In announced emerging market M&A between May 1 2014 and April 30 2015, HSBC is in sixth position, for example. HSBC will also seek to carve out its corporate operations in any deal to sell off its Brazil unit, given the health of its GBM revenues in Latin America’s largest economy. HSBC also plans to increase its export- and project-financing capacity in Asia and its complex risk advisory business.
The $40 billion RWA reduction plan in Spencer Lake’s capital-financing group – which comprises its debt, equity and M&A business – over the next three years could be accomplished relatively smoothly without imperilling mandates. Some 60% of this will be achieved from improving data models, and the rest will come via securitization and selling loans, in particular, those backed by project and export risk.
Crucially, most of these loans are at, or above, par and HSBC is already in discussions with real money fixed income buyers on 25 such transactions. Given the growth of local capital markets, this shift to maximize the efficiency of its balance sheet shouldn’t undermine client relationships, given the health of local-bank liquidity, from Mexico to Saudi Arabia, and the expansion of the project-finance bond market.
The execution challenge in reducing its GBM-related RWAs, outside the capital-financing group, is more acute, given the prospect of the long-dated derivatives book and legacy positions being offloaded in a rising rate and illiquid environment.

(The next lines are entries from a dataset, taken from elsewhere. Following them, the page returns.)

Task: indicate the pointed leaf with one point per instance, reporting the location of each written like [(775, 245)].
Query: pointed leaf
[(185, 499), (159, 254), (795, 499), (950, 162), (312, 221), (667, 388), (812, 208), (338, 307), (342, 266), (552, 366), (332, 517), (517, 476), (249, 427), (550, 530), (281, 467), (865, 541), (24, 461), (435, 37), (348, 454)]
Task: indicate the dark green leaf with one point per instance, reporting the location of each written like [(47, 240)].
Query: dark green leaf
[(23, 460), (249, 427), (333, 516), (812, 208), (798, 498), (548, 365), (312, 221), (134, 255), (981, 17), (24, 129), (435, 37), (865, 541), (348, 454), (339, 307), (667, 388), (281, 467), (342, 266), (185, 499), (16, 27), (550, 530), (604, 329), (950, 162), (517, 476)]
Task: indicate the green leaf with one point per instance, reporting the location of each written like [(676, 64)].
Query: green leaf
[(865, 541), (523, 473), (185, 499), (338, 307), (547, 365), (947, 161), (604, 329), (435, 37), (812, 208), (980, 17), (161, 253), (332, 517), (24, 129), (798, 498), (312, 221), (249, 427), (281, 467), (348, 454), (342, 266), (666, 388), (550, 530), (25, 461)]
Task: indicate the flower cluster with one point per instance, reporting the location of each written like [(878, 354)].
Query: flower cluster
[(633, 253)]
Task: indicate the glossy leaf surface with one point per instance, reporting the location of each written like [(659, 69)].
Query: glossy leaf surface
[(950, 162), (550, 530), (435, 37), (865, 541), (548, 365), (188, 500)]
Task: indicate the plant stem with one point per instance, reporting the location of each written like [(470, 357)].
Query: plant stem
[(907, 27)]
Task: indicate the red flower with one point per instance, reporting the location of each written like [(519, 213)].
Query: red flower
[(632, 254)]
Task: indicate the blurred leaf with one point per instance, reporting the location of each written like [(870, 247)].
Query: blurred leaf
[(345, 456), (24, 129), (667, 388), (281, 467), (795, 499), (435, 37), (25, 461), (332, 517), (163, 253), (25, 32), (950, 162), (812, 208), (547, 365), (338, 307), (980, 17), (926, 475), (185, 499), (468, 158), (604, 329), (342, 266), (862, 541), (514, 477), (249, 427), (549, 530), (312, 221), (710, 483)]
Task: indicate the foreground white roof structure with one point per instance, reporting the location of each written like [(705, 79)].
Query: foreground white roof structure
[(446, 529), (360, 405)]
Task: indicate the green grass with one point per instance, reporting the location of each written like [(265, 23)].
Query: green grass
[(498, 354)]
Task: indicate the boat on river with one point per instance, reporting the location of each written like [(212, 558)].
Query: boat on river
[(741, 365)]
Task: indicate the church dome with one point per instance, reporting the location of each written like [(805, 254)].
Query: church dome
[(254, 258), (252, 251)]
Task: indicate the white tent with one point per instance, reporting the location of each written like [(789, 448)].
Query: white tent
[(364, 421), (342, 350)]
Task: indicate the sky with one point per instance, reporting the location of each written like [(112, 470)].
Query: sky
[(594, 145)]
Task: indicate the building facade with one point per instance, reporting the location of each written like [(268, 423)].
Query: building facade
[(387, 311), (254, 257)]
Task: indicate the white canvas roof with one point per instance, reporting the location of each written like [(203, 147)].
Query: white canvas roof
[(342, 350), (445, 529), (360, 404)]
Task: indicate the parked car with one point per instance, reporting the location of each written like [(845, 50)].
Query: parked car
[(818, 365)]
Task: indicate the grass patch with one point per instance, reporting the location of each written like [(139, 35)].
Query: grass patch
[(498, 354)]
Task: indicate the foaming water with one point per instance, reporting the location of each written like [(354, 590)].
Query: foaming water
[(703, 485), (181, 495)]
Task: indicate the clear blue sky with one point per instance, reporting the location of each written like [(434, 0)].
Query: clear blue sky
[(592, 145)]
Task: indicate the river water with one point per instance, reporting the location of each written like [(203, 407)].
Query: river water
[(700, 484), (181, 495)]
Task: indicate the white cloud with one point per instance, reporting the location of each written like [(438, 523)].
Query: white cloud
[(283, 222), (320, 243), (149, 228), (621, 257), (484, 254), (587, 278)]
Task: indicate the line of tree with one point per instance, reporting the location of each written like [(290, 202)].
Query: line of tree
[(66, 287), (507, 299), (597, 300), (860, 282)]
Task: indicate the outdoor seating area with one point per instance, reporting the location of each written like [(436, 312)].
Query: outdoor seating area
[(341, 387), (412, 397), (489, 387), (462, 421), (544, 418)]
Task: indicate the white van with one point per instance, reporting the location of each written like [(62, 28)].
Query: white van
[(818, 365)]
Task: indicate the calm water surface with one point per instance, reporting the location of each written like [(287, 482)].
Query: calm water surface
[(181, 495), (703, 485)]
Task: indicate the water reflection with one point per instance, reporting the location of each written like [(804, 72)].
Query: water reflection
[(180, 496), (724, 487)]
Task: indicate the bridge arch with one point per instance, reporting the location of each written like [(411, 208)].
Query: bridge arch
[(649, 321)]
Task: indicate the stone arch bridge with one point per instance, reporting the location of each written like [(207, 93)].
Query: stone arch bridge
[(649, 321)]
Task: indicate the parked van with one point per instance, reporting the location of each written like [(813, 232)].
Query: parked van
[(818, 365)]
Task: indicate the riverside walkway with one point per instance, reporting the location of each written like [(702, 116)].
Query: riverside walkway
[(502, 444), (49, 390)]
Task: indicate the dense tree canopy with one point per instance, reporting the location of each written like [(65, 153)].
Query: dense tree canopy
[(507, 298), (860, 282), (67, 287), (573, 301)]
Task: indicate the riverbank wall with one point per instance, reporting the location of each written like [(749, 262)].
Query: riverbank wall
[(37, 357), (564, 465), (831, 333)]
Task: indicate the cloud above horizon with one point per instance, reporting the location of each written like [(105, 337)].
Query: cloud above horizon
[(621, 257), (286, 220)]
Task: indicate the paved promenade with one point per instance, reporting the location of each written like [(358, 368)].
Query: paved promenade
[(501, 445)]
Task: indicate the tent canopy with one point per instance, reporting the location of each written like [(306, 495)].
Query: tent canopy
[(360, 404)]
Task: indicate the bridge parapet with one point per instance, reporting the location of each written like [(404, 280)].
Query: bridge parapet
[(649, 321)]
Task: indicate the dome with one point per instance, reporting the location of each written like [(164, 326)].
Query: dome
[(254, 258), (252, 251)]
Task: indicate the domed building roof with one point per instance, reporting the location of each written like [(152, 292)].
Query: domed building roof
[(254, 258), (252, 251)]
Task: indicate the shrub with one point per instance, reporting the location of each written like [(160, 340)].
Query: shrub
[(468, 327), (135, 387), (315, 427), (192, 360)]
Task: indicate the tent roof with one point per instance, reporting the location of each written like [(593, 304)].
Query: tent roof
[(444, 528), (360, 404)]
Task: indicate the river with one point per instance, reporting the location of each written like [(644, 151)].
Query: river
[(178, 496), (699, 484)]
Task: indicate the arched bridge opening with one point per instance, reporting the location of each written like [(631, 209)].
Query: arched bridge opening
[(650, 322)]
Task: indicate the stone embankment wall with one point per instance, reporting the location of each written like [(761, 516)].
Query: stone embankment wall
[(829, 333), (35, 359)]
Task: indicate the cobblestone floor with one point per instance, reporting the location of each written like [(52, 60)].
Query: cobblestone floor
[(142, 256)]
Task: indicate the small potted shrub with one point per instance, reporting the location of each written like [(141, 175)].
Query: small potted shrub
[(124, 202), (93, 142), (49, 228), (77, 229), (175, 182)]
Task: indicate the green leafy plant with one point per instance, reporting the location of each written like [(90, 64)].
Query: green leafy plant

Still, HSBC has a captive network of 8,000 corporate clients that most banks would kill for, given the investment-banking opportunity. What’s more, there is evidence that its bid to become more client-centric, by grabbing strategic GBM mandates from blue-chip commercial clients, is paying off.
HSBC acted in March last year as financial adviser for Beijing Capital Group, a CMB customer, in its successful $800 million bid for Australia’s Transpacific Industries Group, a waste management firm. The fixed-income division of the capital financing group has enjoyed a 4.4% compound annual growth in recent years. Meanwhile, its financing-led work for Li Ka Shing over the years has generated bumper ECM and M&A revenues, accounting for HSBC’s mandate to advise Hong Kong’s Hutchinson on its £10.3 billion acquisition of O2, for example.
HSBC’s China business remains the envy of its peers. Over the past year, it has become the dominant player in the Shanghai-Hong Kong Stock Connect, with a comprehensive front-to-back operation, providing custody to clearing. It already makes $1.7 billion from its RMB internationalization business and that is set to grow to $2.5 billion by 2017. What’s more, HSBC is the only foreign bank with a growth strategy in the Pearl River Delta (PRD), the largest metropolis in the world with a population of over 42 million, and which will soon be linked to Hong Kong. It will increase its project-finance lending capacity – even as the credit cycle on mainland China sours amid slower growth and over-capacity – and build a retail and wealth-management arm in the region to generate $1 billion of pre-tax PRD-related profit in the coming years.
HSBC is probably over-estimating the equity-return opportunity in Asia in the short term, given slowing trade and credit growth, tight wholesale-banking margins, investment-banking over-capacity, and China’s disorderly economic adjustment. It could continue to ignite shareholder ire and be forced to enact bolder RWA cuts. But, for all that, it may turn out to be cannily positioned for the long term.